Figure. A CRISPR defense.

The CRISPR locus in E. coli is transcribed into a large precursor RNA, which is processed by the Cascade protein complex into short fragments that contain unique spacers identical to sequences in the phage DNA. Assisted by the protein Cas3, these small CRISPR RNAs block the phage infection cycle.

More recently, metagenomic analysis of archaea has indicated that CRISPR loci are extremely dynamic, with sequence changes occurring on a time scale of months, and that new spacers appear corresponding to phages coexisting in archaeal communities (biofilms) (12). An interesting twist from this analysis was that, at least for the phages in these biofilms, overcoming the CRISPR defense appeared to be primarily a matter of intense recombinational shuffling down to a scale of the size of CRISPR spacers, rather than mutations.
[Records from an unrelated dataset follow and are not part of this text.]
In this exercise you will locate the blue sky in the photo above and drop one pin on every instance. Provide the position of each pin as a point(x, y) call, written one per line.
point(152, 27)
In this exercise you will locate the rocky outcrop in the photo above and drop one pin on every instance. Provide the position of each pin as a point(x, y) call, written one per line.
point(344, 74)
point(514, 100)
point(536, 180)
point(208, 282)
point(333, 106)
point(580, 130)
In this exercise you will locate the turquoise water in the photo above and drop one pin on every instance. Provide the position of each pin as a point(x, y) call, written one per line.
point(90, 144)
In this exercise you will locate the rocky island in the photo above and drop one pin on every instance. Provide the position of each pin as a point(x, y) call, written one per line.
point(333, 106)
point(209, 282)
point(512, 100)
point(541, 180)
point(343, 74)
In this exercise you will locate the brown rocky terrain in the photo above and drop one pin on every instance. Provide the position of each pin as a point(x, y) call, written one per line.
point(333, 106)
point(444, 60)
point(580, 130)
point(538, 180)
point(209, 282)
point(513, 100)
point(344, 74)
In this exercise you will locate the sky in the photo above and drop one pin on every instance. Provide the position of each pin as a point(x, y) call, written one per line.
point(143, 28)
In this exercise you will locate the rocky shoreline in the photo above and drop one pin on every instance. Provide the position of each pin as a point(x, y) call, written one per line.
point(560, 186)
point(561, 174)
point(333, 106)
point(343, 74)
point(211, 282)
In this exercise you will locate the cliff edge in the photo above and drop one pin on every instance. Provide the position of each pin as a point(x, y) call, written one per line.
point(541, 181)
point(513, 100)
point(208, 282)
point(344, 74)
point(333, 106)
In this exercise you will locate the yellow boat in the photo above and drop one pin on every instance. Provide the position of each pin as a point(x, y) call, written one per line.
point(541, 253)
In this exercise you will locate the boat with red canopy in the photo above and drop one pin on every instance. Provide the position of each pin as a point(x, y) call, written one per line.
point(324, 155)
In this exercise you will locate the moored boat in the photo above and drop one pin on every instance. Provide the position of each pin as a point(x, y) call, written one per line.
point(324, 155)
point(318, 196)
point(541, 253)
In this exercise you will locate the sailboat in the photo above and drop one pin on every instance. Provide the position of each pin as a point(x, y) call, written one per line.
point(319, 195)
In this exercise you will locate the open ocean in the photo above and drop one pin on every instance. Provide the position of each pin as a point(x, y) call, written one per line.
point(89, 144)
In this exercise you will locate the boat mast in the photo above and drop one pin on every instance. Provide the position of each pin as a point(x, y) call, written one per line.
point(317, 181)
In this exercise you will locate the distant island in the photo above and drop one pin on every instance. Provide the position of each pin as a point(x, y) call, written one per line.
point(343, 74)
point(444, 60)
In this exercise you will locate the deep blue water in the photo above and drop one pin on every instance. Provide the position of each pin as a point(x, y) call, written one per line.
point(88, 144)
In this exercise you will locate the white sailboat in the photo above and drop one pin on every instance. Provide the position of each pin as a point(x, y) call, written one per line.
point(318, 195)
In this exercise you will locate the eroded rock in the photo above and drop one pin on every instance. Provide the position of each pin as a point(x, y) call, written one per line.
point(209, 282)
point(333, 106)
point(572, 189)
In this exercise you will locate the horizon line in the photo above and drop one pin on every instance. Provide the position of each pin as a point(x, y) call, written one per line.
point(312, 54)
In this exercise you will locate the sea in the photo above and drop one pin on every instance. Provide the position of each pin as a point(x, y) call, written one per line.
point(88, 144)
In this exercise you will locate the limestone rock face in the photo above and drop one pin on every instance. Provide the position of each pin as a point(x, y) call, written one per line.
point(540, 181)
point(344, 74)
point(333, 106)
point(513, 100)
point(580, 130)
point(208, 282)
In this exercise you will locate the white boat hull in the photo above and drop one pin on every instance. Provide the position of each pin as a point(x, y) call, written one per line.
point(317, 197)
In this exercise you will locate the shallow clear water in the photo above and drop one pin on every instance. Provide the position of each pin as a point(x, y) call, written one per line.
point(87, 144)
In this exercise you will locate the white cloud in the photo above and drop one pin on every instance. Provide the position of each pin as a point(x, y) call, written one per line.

Although these genetic and genomic analyses (3, 12) clearly showed that the CRISPR defense is a fundamental aspect of bacterial and archaeal evolution, mechanistic insight was completely lacking. In a major step forward, Brouns et al. have reconstituted the CRISPR phenomenon in laboratory strains of E. coli, which, although it has CRISPR sequences, had not been shown to use the CRISPR defense against any known phages. The authors identify a multiprotein complex called CRISPR-associated complex for antiviral defense (Cascade), consisting of five Cas proteins (CasA to CasE), and show that it processes a long primary CRISPR transcript to 57-nucleotide fragments, each containing a unique spacer and bits of the flanking repeat sequences (see the figure). By cloning all five cas genes in different combinations into an E. coli strain lacking CRISPR sequences entirely, Brouns et al. show that only CasE is required for cleavage of the primary CRISPR transcript. Cascade processed primary CRISPR RNA, but not CRISPR RNA (with a different CRISPR repeat) from a different E. coli species, and could be copurified with the 57-nucleotide RNAs, indicating the formation of a ribonucleoprotein complex. Importantly, the authors could also construct a CRISPR defense against the bacteriophage lambda by engineering new spacers into the E. coli CRISPR locus, chosen from sites throughout the lambda genome. The artificial CRISPR array was efficient, reducing the ability of phage lambda to grow by a factor of 10,000,000. This effect depended on the presence of functional Cascade and expression of the cas3 gene. In each case, the spacer sequences could be chosen from either the template or noncoding DNA strand of the phage genes, suggesting that the target of CRISPR is the phage DNA. This seems to be fundamentally different from the small inhibitory RNA strategy of eukaryotes, which suppresses viral gene expression by destroying corresponding messenger RNA.

The work by Brouns et al. has put at least the active defense aspect of the CRISPR system on track for thorough mechanistic and structural analysis. The ability to genetically and biochemically manipulate E. coli is far superior to other biological systems, and bacteriophage lambda is arguably the only biological entity for which we have nearly predictive understanding. It can be expected that rapid advances will be made in elucidating the molecular details for CRISPR gene expression, RNA processing, and the attack on the target phage.

Still obscure is how a bacterium acquires new spacer sequences. No one has reported a system for achieving this naturally, at efficiencies conducive to biochemical analysis. Moreover, we should anticipate that phages have developed clever evasions of the CRISPR system just as they have done for restriction enzymes. Considering that the origin of modern molecular biology is grounded in the study of bacteriophage, it is puzzling that this particular weapon in the phage-bacteria war remained a secret for so long.